PCA and Brexit

One of my favorite things to do with political datasets is to ideologically scale them. The underlying assumption of scaling is that some high dimensional data is actually a function of a latent variable that we can identify, and one approach to high dimensional scaling is to best identify the dimensions that explain most of the data’s variation. These dimensions are usually not obviously interpretable, so it is up to us to recognize whether they have some inherent meaning and what that meaning could be.

When it comes to politics, one variable that often explains people’s actions is ideology. It is not unreasonable to assume that a lot of political data’s variance can be explained by a latent variable that we might interpret as party affiliation or viewpoint. Ideological scaling, therefore, is projecting some high dimensional political data into a lower dimensional space and interpreting the latent dimensions that are identified as political ideology.

The most famous example of this approach is dw_nominate, which was developed by the political scientists Keith Poole and Howard Rosenthal (Ideology and Congress, 2007). They identified two main dimensions that explain most of the variance in Congressional voting behavior. The construction of their dimensions allowed them to interpret the first dimension as liberal-conservative on economic issues, while the second dimension was interpreted as liberal-conservative on social issues.

Principal Component Analysis

One of my favorite approaches to multidimensional scaling is principal component analysis (PCA), which, unlike dw_nominate, is relatively hands off and doesn’t require fine tuning. In general, PCA is a transformation of the data into a different space such that dimensions of the space being projected onto are orthogonal to each other and the first dimension explains the greatest amount of variance in the data, the second dimension explains the second greatest amount of variance etc.

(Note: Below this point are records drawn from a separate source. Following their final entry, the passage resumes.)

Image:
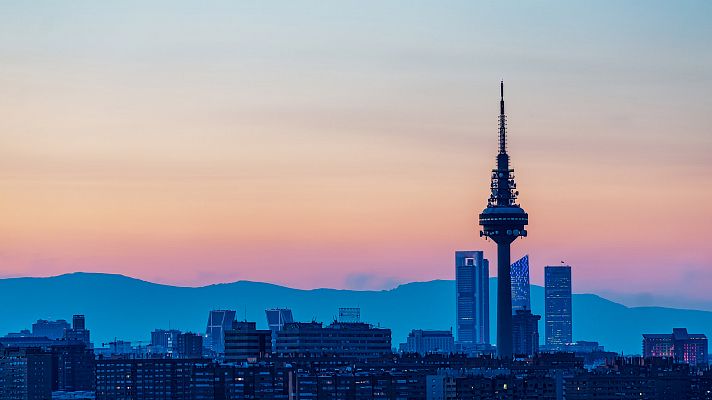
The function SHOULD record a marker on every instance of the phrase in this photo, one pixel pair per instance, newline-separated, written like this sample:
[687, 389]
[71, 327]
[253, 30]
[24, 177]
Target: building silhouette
[218, 322]
[689, 348]
[50, 329]
[189, 345]
[276, 318]
[25, 374]
[428, 341]
[557, 305]
[356, 340]
[520, 285]
[472, 297]
[503, 221]
[79, 332]
[245, 342]
[525, 332]
[73, 367]
[164, 341]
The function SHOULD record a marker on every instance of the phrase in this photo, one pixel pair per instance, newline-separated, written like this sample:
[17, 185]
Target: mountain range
[120, 307]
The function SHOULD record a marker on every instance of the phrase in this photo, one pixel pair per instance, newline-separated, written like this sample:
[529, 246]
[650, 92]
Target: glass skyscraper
[519, 272]
[557, 304]
[472, 292]
[218, 322]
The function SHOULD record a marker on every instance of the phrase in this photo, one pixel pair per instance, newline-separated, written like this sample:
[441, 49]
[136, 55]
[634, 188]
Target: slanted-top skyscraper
[503, 221]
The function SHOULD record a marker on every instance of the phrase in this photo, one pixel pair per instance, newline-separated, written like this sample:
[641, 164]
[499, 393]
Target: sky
[348, 144]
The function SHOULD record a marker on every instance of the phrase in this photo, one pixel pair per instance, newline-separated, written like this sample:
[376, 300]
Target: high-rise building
[244, 342]
[189, 345]
[164, 341]
[557, 305]
[525, 332]
[276, 318]
[503, 221]
[356, 340]
[218, 322]
[472, 297]
[73, 365]
[520, 285]
[690, 348]
[50, 329]
[426, 341]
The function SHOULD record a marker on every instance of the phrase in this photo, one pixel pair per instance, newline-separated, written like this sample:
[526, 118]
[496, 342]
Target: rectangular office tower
[218, 322]
[557, 305]
[519, 272]
[472, 294]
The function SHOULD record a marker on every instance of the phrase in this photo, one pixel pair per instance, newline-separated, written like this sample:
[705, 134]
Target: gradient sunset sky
[349, 144]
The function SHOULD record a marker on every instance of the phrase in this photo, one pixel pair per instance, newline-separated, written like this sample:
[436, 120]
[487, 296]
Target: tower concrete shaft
[503, 221]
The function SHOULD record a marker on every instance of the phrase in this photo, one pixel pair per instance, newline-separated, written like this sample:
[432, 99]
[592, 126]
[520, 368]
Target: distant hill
[127, 308]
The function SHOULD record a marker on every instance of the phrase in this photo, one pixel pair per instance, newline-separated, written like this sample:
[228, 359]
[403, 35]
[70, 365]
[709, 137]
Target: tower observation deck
[503, 221]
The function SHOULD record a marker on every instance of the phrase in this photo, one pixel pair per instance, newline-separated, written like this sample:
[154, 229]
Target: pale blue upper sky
[375, 114]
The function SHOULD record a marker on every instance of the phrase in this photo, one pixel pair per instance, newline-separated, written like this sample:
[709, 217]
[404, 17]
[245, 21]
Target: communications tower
[503, 220]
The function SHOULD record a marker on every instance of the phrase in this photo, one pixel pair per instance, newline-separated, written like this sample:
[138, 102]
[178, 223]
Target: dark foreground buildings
[548, 376]
[472, 298]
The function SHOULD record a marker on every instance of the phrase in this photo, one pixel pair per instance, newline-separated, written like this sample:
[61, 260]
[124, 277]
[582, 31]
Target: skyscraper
[79, 333]
[557, 305]
[218, 322]
[50, 329]
[520, 285]
[472, 296]
[276, 318]
[503, 221]
[690, 348]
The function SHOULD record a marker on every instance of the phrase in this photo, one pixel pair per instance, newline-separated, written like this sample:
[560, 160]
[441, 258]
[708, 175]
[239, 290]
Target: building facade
[73, 365]
[79, 332]
[25, 374]
[276, 318]
[50, 329]
[245, 342]
[189, 345]
[351, 340]
[519, 273]
[426, 341]
[218, 322]
[472, 297]
[164, 341]
[689, 348]
[557, 305]
[525, 333]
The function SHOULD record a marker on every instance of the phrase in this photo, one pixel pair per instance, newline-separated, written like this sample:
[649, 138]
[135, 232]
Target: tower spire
[502, 121]
[501, 98]
[503, 221]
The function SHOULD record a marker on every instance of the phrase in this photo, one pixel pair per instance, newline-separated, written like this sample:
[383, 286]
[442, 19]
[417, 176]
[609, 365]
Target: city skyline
[185, 158]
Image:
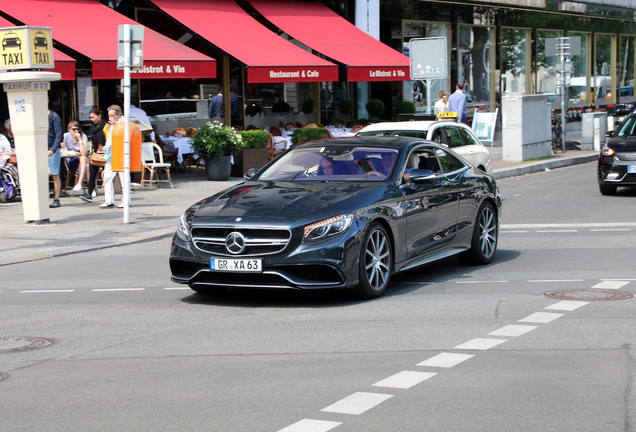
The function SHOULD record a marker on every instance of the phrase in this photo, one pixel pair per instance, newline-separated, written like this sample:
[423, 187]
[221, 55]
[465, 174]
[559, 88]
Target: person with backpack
[55, 137]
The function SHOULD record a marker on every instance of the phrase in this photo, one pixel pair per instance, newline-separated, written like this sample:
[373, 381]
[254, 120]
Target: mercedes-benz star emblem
[235, 243]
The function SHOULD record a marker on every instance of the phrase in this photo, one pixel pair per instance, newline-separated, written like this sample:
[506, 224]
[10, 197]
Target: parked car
[455, 135]
[617, 160]
[342, 213]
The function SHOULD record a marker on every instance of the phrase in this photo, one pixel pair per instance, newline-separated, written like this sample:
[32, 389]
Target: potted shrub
[375, 107]
[254, 153]
[216, 143]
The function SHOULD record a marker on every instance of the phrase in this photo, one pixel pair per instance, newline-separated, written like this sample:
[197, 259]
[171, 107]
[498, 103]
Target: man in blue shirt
[216, 105]
[457, 103]
[55, 136]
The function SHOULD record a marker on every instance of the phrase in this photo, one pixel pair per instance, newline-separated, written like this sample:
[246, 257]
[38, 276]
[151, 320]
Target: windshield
[628, 127]
[410, 133]
[332, 163]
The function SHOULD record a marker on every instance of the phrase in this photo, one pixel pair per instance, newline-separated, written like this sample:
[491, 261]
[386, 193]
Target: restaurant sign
[380, 73]
[26, 48]
[283, 74]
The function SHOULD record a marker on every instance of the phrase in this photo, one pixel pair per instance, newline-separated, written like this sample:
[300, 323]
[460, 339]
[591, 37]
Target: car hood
[283, 202]
[622, 143]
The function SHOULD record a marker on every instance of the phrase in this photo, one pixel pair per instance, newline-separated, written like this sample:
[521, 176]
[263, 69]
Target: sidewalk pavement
[77, 226]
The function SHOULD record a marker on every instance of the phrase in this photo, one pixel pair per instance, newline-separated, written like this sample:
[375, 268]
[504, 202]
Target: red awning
[326, 32]
[268, 57]
[63, 64]
[90, 28]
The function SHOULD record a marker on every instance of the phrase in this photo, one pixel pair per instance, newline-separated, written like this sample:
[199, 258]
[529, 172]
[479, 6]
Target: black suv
[617, 161]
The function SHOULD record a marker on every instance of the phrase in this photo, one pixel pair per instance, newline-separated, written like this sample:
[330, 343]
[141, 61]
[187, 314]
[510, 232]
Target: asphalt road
[449, 348]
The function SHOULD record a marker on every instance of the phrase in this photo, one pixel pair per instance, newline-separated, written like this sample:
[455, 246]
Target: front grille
[258, 241]
[625, 157]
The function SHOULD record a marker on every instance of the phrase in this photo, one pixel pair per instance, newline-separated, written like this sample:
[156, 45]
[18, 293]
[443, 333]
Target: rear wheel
[485, 235]
[607, 190]
[375, 262]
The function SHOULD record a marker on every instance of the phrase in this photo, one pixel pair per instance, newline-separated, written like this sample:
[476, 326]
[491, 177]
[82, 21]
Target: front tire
[485, 236]
[607, 190]
[376, 261]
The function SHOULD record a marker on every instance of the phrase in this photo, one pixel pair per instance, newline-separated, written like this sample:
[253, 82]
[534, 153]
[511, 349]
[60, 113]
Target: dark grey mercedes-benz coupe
[341, 214]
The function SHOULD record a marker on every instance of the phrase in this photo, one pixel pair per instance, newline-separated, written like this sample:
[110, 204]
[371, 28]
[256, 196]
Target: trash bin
[587, 129]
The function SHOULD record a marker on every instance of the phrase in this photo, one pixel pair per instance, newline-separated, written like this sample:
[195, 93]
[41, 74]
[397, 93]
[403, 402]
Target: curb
[543, 166]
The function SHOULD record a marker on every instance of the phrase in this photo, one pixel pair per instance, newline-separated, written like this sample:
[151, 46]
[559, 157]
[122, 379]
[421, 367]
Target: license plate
[238, 265]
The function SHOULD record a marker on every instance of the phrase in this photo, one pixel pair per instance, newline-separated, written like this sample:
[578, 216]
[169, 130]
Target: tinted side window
[448, 162]
[467, 138]
[453, 139]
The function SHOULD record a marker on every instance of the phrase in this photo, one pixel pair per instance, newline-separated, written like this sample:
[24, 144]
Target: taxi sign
[447, 116]
[26, 48]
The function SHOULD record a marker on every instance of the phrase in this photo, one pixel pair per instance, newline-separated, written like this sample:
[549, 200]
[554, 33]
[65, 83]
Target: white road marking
[404, 379]
[572, 225]
[512, 330]
[116, 289]
[611, 284]
[555, 280]
[567, 305]
[480, 344]
[446, 360]
[357, 403]
[46, 291]
[541, 317]
[309, 425]
[460, 282]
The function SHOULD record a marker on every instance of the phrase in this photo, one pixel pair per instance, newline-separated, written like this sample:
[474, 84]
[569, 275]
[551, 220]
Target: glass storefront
[475, 66]
[416, 91]
[515, 59]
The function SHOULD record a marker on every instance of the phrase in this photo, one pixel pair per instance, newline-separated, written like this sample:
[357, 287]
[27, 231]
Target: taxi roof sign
[26, 48]
[447, 116]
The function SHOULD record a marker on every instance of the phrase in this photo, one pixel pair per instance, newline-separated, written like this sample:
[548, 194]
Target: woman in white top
[75, 140]
[442, 104]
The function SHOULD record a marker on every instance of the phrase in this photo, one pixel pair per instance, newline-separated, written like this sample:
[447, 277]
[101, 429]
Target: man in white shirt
[139, 114]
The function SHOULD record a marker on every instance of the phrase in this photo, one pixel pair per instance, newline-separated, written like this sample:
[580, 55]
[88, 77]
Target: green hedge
[305, 134]
[255, 138]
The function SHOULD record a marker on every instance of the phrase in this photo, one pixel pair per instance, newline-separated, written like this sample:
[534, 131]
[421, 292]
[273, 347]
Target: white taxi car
[455, 135]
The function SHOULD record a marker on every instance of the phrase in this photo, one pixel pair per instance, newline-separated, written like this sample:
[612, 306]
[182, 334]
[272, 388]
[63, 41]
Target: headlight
[607, 151]
[328, 227]
[183, 230]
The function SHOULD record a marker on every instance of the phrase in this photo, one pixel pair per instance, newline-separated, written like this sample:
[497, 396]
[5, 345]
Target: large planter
[249, 158]
[218, 168]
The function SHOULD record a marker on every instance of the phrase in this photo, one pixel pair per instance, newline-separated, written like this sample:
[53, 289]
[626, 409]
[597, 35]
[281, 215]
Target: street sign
[26, 48]
[136, 40]
[428, 58]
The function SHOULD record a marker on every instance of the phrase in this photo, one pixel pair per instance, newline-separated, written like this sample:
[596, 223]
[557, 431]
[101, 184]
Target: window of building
[475, 63]
[415, 91]
[514, 61]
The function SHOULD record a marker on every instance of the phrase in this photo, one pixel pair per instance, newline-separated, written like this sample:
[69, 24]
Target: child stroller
[9, 182]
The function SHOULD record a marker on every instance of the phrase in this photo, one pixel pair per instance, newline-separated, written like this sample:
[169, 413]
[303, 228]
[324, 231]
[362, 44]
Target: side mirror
[422, 176]
[250, 173]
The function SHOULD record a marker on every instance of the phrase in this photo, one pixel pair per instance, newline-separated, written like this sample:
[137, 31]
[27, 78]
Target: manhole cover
[589, 295]
[22, 343]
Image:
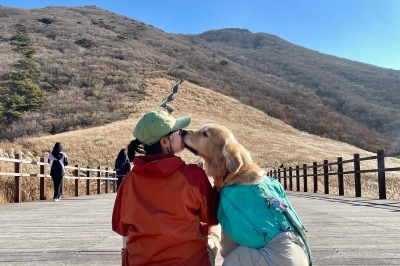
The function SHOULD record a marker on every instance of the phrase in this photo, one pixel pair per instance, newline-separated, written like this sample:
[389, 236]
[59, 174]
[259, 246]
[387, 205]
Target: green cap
[156, 124]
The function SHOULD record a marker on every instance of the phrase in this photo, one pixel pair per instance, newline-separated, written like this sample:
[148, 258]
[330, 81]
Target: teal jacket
[258, 216]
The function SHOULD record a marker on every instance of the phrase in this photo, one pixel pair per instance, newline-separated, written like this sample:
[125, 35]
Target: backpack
[57, 169]
[120, 167]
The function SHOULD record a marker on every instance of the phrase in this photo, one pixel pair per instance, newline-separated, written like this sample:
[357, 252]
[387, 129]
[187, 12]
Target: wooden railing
[105, 175]
[287, 175]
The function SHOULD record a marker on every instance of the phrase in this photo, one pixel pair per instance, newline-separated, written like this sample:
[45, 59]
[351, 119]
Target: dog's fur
[224, 157]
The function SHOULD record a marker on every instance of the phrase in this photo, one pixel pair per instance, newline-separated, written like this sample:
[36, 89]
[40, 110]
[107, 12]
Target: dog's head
[218, 147]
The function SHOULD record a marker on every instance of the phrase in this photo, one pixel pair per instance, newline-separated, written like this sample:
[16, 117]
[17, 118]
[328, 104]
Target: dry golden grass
[270, 141]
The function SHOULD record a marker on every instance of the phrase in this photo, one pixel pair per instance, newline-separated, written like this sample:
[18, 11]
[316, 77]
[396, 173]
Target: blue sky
[362, 30]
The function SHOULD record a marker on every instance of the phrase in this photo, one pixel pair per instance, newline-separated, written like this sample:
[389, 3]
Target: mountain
[93, 65]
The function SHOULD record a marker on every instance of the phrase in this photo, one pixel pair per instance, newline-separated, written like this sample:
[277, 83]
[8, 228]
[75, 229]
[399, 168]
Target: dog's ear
[235, 156]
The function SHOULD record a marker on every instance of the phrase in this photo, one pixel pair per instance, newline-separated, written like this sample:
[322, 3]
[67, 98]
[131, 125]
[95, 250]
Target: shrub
[86, 43]
[46, 20]
[223, 63]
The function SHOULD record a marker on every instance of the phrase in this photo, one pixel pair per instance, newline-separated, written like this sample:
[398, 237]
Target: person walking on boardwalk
[164, 206]
[122, 165]
[57, 161]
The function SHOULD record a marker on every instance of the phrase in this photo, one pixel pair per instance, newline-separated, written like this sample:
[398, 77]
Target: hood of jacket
[157, 165]
[57, 154]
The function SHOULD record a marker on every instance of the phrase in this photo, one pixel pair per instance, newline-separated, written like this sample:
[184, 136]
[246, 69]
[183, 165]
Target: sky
[366, 31]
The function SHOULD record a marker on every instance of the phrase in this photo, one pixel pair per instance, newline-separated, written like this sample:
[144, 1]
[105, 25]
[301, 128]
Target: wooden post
[115, 183]
[340, 176]
[381, 174]
[326, 177]
[42, 181]
[88, 181]
[305, 185]
[297, 178]
[315, 174]
[99, 180]
[357, 175]
[77, 179]
[279, 175]
[284, 179]
[18, 179]
[107, 180]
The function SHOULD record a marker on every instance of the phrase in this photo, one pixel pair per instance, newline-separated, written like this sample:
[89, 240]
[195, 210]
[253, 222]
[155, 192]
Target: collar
[225, 176]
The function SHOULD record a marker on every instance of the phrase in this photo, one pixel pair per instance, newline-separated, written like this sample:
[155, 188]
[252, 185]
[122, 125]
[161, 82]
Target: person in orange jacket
[164, 206]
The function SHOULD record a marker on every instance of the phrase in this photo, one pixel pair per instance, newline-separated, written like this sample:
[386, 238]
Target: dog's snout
[184, 133]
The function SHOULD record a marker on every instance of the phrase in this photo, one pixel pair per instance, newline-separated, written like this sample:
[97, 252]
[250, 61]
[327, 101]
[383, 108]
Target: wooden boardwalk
[77, 231]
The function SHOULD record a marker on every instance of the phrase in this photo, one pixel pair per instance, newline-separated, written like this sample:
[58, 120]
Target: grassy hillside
[93, 65]
[270, 141]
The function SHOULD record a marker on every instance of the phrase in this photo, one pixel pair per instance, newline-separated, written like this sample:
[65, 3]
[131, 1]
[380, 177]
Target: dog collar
[226, 176]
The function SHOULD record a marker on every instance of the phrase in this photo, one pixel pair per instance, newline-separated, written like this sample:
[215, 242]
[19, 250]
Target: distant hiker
[57, 160]
[122, 166]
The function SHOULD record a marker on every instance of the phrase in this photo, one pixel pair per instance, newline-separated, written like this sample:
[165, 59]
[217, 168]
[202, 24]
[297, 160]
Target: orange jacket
[160, 205]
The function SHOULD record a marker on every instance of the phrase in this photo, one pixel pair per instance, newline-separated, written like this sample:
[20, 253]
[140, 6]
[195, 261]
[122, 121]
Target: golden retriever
[226, 161]
[229, 163]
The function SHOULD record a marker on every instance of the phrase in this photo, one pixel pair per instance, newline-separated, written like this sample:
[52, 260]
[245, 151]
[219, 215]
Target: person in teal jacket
[273, 222]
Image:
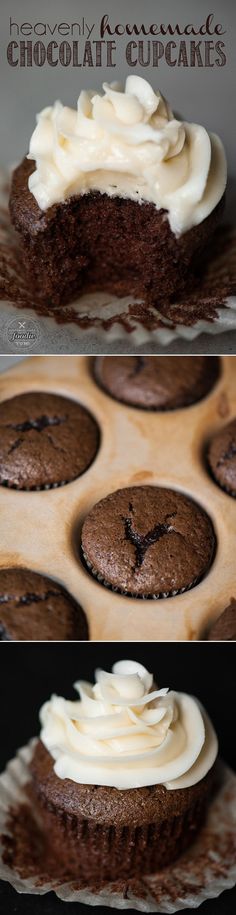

Let \(X\) be our data matrix and assume that its columns have zero expectation (or simply subtract the column-wise sample mean to make it so). We know that matrix can be decomposed into the product of a diagonal matrix of its singular values \(S\), such that the elements of \(S\) are ordered in descending order, and two orthogonal matrices \(U\) and \(V\), which span its column and row space respectively (a proof of this follows from the Spectral Theorem, but is too technical to include in this blogpost):

\[X = USV^T\]

We define \(A\) as \(X^TX\) which we recognize as being proportional to the covariance matrix of \(X\).

\[A = X^TX\]

Applying the Singular Value Decomposition to \(X\) we get:

\[\begin{align} A &= X^TX \\ &= (USV^T)^T (USV^T) \\ &= VSU^TUSV^T \\ &= VS^2V^T \end{align}\]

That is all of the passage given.